Czy to był dobry rok? Zdecydowanie tak, to był jeden z najlepszych. Jeden z najbadziej intensywnych w moim życiu. Wyjątkowy. Mam dystans do chwilowych braków zasilania, uśmiech. Zdecydowanie wolę pozytywy.
A poza tym - dzisiaj Sylwester, jutro Nowy Rok....
Szczęśliwego Nowego Roku Wam życzę Kochani!

Mam nadzieję, że znajdę czas na galerię ścienną, o której już Wam wspomniałam.
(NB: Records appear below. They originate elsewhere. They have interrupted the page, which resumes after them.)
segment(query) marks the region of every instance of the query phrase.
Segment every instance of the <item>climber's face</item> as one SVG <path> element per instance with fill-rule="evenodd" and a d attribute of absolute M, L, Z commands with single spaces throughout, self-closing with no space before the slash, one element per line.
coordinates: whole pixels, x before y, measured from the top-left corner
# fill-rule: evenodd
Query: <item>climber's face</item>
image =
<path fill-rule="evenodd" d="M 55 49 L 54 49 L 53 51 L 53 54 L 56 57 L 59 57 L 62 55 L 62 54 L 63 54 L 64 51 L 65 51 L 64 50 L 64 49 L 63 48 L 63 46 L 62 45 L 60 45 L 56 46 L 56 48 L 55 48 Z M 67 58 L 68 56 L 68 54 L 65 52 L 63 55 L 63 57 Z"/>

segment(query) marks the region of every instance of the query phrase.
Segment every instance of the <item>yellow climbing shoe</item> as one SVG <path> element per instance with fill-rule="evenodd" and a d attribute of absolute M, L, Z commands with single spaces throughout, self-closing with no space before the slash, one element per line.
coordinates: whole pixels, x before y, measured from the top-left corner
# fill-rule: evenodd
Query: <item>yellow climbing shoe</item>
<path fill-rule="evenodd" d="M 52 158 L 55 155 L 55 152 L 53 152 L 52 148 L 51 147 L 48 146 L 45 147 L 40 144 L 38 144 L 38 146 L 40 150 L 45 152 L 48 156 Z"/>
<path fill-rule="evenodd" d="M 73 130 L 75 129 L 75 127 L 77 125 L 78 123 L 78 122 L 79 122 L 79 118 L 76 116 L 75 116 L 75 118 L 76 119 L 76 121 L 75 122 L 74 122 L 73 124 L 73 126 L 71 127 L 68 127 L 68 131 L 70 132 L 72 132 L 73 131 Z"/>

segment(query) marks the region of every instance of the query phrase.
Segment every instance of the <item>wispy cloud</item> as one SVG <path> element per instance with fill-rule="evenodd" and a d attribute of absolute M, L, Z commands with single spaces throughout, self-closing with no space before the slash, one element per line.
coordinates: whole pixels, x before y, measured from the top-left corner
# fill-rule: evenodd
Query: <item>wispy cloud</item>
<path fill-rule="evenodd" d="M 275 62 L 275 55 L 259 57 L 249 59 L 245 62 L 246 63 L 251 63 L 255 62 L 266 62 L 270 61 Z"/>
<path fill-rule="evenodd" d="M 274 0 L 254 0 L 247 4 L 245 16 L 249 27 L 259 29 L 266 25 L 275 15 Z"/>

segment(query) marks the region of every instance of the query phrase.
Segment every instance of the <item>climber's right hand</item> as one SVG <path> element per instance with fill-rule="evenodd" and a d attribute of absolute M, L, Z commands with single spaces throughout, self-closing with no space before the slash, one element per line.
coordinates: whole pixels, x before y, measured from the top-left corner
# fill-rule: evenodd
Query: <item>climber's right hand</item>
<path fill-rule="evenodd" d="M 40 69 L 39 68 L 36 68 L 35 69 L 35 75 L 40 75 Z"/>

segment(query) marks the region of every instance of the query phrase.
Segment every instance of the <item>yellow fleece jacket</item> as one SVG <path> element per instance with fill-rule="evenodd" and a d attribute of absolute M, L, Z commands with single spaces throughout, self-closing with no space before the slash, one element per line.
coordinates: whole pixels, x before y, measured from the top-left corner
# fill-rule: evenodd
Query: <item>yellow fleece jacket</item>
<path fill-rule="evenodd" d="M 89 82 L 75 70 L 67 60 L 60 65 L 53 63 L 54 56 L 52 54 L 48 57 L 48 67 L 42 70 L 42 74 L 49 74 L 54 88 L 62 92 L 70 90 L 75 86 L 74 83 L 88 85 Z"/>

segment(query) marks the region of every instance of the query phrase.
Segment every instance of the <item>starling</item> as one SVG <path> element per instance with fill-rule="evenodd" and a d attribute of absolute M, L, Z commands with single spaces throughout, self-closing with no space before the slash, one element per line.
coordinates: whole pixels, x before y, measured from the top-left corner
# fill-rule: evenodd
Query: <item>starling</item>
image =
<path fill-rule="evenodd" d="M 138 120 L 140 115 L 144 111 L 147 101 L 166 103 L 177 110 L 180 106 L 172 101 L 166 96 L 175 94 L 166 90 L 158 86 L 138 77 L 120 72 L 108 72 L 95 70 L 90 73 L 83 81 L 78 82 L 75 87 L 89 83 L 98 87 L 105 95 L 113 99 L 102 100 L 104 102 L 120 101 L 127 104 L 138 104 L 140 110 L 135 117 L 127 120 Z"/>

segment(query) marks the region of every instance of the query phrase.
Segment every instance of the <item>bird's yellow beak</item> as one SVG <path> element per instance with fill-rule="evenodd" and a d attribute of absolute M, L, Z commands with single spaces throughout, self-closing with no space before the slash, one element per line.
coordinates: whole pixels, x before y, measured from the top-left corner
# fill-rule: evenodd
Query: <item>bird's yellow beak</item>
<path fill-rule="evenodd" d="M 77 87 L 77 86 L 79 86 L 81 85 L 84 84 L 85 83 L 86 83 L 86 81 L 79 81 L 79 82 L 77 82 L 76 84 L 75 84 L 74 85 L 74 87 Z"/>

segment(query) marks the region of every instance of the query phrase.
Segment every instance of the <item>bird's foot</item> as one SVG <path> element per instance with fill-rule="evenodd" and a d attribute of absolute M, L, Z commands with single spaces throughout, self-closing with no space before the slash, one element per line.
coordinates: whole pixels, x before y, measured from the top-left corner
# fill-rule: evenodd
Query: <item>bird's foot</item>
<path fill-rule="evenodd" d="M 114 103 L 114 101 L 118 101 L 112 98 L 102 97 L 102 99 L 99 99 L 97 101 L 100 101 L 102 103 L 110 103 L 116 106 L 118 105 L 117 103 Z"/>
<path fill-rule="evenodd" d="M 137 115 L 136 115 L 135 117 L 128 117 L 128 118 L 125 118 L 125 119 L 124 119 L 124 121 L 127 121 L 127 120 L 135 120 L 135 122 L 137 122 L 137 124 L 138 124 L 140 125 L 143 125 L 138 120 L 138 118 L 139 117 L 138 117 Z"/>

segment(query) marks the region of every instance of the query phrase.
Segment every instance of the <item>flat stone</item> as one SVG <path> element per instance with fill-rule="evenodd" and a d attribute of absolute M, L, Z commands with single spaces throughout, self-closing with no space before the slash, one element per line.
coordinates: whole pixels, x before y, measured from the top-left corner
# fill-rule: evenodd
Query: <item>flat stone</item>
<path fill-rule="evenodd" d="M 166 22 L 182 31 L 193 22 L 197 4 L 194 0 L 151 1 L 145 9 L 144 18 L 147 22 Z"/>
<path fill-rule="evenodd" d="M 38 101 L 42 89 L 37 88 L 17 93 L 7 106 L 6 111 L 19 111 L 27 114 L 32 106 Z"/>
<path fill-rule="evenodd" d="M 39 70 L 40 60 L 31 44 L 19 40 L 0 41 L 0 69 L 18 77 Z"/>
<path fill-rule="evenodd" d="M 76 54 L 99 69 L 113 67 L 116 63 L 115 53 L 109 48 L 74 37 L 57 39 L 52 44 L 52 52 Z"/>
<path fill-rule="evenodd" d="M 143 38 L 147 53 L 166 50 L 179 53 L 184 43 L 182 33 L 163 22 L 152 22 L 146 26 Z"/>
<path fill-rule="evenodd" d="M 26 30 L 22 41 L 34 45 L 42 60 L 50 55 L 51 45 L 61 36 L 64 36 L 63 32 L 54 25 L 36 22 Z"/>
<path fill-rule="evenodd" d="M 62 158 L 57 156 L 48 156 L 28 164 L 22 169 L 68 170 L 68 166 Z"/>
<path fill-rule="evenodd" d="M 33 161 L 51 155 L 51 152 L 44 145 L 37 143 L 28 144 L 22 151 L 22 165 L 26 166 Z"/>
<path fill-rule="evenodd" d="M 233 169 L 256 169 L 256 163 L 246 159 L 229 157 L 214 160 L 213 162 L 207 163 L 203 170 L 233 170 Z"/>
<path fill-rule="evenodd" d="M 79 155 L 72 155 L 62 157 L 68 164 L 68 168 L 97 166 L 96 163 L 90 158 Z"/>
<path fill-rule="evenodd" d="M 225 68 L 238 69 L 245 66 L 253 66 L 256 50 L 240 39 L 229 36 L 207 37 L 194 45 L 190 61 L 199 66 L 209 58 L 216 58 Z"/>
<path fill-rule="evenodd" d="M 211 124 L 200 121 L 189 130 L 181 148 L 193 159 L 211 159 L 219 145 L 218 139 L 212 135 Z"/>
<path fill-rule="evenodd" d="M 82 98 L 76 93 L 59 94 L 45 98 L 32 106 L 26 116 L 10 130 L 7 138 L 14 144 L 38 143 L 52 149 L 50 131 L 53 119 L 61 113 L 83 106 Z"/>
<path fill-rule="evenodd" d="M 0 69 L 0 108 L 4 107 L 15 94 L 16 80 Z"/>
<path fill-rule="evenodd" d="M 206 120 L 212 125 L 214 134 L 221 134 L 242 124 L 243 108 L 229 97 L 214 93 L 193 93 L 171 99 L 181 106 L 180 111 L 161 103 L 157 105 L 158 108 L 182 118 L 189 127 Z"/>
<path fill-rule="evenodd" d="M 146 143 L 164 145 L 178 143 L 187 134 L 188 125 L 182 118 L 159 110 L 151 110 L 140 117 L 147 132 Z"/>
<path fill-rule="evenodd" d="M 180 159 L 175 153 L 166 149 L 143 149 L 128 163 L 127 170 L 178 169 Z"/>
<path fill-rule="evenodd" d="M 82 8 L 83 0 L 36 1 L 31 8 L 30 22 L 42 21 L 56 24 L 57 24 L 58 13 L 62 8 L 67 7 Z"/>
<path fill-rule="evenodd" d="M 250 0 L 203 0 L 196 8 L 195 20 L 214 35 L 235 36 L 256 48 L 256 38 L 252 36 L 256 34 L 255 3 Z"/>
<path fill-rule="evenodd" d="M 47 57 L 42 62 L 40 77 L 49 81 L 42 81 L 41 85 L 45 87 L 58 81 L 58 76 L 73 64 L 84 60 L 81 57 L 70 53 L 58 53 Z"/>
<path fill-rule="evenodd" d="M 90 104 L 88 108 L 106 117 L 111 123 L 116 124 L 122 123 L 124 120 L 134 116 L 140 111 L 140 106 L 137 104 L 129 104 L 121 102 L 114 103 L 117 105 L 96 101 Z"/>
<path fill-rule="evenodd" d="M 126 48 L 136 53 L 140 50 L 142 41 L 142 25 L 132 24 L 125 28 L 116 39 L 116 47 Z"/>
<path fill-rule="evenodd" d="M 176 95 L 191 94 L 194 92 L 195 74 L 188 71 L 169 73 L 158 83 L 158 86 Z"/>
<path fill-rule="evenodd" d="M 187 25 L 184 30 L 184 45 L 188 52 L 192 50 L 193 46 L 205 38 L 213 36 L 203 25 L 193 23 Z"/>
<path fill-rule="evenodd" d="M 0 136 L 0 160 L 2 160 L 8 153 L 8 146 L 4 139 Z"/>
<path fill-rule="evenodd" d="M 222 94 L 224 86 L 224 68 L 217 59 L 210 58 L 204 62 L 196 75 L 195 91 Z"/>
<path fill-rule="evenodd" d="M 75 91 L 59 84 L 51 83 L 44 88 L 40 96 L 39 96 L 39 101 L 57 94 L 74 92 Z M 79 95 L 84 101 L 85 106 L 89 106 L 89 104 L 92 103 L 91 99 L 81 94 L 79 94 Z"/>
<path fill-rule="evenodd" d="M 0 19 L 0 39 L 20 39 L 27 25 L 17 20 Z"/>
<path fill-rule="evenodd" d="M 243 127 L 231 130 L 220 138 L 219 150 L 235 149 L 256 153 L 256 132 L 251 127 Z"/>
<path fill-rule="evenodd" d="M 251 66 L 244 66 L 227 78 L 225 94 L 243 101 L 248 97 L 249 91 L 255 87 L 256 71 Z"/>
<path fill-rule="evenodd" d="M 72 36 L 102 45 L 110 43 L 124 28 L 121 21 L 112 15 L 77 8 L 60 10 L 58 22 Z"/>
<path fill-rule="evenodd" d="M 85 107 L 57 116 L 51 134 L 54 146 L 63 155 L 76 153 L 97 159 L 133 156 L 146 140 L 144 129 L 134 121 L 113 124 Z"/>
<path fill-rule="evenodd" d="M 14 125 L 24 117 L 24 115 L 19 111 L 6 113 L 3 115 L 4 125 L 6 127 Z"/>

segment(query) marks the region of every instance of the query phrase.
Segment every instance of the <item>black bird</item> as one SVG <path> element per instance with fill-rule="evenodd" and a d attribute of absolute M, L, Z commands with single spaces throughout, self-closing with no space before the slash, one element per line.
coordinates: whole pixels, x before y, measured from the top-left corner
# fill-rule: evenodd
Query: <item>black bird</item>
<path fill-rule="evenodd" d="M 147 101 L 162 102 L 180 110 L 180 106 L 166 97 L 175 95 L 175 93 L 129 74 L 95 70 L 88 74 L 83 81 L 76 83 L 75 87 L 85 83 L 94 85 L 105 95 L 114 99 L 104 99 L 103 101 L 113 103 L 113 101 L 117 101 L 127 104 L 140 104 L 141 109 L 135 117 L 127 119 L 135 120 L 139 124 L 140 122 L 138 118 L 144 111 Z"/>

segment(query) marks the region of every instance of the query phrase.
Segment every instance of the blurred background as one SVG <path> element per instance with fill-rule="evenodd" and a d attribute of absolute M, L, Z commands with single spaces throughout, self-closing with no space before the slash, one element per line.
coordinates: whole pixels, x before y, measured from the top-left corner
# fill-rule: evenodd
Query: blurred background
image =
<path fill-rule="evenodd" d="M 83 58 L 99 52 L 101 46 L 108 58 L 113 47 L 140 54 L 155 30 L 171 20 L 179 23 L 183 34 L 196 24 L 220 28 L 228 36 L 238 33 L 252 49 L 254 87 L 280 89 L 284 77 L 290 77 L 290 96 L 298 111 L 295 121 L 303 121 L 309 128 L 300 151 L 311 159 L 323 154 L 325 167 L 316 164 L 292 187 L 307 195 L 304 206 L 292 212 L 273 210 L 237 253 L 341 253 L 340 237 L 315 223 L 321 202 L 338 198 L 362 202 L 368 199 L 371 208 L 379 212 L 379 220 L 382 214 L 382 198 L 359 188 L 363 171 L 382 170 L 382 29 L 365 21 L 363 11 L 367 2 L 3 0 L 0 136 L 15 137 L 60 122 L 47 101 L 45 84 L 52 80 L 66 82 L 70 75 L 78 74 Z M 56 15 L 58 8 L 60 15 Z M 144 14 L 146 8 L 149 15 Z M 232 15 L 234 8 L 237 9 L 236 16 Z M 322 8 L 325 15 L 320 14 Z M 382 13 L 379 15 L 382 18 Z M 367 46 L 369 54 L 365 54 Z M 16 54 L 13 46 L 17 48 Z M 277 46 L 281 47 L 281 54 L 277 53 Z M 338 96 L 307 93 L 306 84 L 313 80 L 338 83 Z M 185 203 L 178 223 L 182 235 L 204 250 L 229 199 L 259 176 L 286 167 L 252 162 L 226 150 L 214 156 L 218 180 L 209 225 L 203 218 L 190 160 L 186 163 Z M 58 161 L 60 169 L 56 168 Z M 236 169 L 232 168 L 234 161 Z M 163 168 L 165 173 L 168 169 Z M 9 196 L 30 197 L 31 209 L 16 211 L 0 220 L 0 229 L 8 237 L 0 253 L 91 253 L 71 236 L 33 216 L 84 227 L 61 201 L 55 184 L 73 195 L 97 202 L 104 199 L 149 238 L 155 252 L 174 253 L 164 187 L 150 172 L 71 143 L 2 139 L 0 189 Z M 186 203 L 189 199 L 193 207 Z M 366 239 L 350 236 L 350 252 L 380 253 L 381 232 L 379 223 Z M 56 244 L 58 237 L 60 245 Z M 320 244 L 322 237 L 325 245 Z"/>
Powoli nabiera to kształtów. Żeby tylko znalazł się ktoś, kto zechce mi równo podziurawić ścianę.... Chyba w tegorocznego Sylwestra będę kręcić śrubeczki zamiast piruetów ....



Happy New Year!!!!! 
Zaglądajcie na instagram.
l o v e


20 komentarzy on "SCIANY CIĄG DALSZY | WALL GALLERY"
  1. Są dwie książki o Hygge - autorstwa mężczyzny i kobiety - ja mam tę drugą (z brokatem jakby na okładce) - ta pierwsza wydaje mi się właśnie bardziej poradnikowa, choć obie w sumie nieco tak wyglądają, ale ta pierwsza (z tradycyjnymi grafikami na okładce) bardziej. Druga jest bardziej oszczędna w formie wewnątrz, tak trochę w formie czy szacie graficznej przypomina mi "Kinfolk", w środku są też takie luźne przemyślenia, ludzkie historie, opowieści o hygge... Przez co ona do mnie trafia ;) No i ładna graficznie jest - ma fajne, klimatyczne zdjęcia... Pierwsza takie... poradnikowe? :P Nie wiem, tamtej nie czytałam, tylko ją przekartkowałam, ale jakoś to przekartkowanie nie sprawiło, bym zechciała się w nią zagłębić. Przy drugiej - autorstwa kobiety - było inaczej ;) Wspomniałam o niej u siebie: http://marta-nefertari.blogspot.com/2016/12/dunska-sztuka-szczescia-w-polsce-czyli.html.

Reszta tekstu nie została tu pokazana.